Name it, Amy Africa has done it. She’s wired people up to lie detection equipment, and she has mugs in the lab where if a person takes a sip, she’s able to compute hormones. She employs all these radical usability techniques to see what the brain is doing when people are online.
Amy says that online, people tend to do the same thing – they behave a specific way when they have propensity to buy. She can now gauge with 92% accuracy whether or not a customer will complete a transaction based on the position of their feet or how their hands are poised over the keyboard.
In an episode of Landing Page Optimization, Amy takes us through what she’s learned from research. She talks about common things that marketers miss that lead to poor conversions.
1. Unmatched intent
People take in and comprehend very little of a page. So, two things that will make a tremendous difference on your conversions are …
Visual match. If people see the visuals they expect to see, you’ve sold the product. This can be tough to achieve, though, for service companies such as consulting agencies, as they’re selling something that cannot be visually represented easily.
Word connects. People expect to see what they type in. If a visitor, for instance, types in ‘T-shirts,’ and you bring them to a page that shows ‘apparel,’ that’s not going to cut it.
If you land visitors on a page that doesn’t match their expectations you run the risk of …
2. … the logical brain taking over
Amy puts this simply: once the visitor’s neocortex kicks in, you’re screwed.
The neocortex is the modern part of your brain that’s slow and ponderous and does the logical thinking.
Your goal is to keep the experience in the reptilian brain, the arbiter of decisions, where you can convert whatever you need to convert because once the user goes into the thinking brain, you lose control of what they’re going to ruminate about.
If the experience does go into the logical mind, fret not, it is not a lost cause. There are cognitive biases that you can use to your advantage such as framing and anchoring.
That said, Amy cautions that you’re still be better off keeping things in the sub-conscious level.
3. Missing CTA on a view
There should be clear action directives on each individual screen view as people see things one screen at a time – don’t place buttons just at the top or at the bottom of the page. Ask for whatever it is you want (e.g. an inquiry, an order, a quote, a sign-up, or a download) on every view that users see.

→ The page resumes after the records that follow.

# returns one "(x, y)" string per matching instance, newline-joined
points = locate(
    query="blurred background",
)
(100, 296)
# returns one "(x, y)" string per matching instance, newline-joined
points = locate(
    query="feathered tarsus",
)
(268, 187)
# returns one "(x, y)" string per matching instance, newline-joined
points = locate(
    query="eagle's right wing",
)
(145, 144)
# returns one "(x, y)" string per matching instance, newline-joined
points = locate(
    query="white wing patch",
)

Amy stresses that if you want something, you have to go after it aggressively. On a desktop, it means aside from the shopping cart at the top right corner, you need the “Buy now” or “Add to cart” button sprinkled throughout the page, so that on a long page, people will see the call-to-action (CTA) in the body of the page wherever they are.
4. Inability of mobile users to call
It’s a mistake not to get mobile users to your call center. Amy points out that until you can improve your checkout process or lead forms, your best bet is to get people to make a phone call if you can. Take the leads on the phone where all a user has to do is tap a button that has your number on it.
There should be an appropriate CTA for a device. If the user’s looking at their phone, click-to-call is probably the most appropriate action, so don’t bury your number at the very bottom of the page.
5. Ignoring early stage visitors
Most marketers are focused on the end-game- the actual conversion. However, for your bottom-line numbers to improve, you have to get more people at the top of the funnel. For this to happen, you need to get people to raise their hand.
Amy notes that just because people don’t fill out your form, for instance, doesn’t mean you can’t get some sort of indicator of interest. People take steps that show whether or not they’re interested. It could be the number of pages they looked at, the time spent per page, or whether or not they put something in the cart.
SiteTuners CEO Tim Ash agrees that not having micro-conversions to slide people down the conversion funnel is one of the biggest oversights in marketing especially with big ticket complex sales.
With the attention economy on the web, you can’t afford to make people think. Match your visitors’ expectations and make what you want them to do visible wherever they are on the page. Salience is key for that split second when users, especially top of the funnel ones, are ready to take action.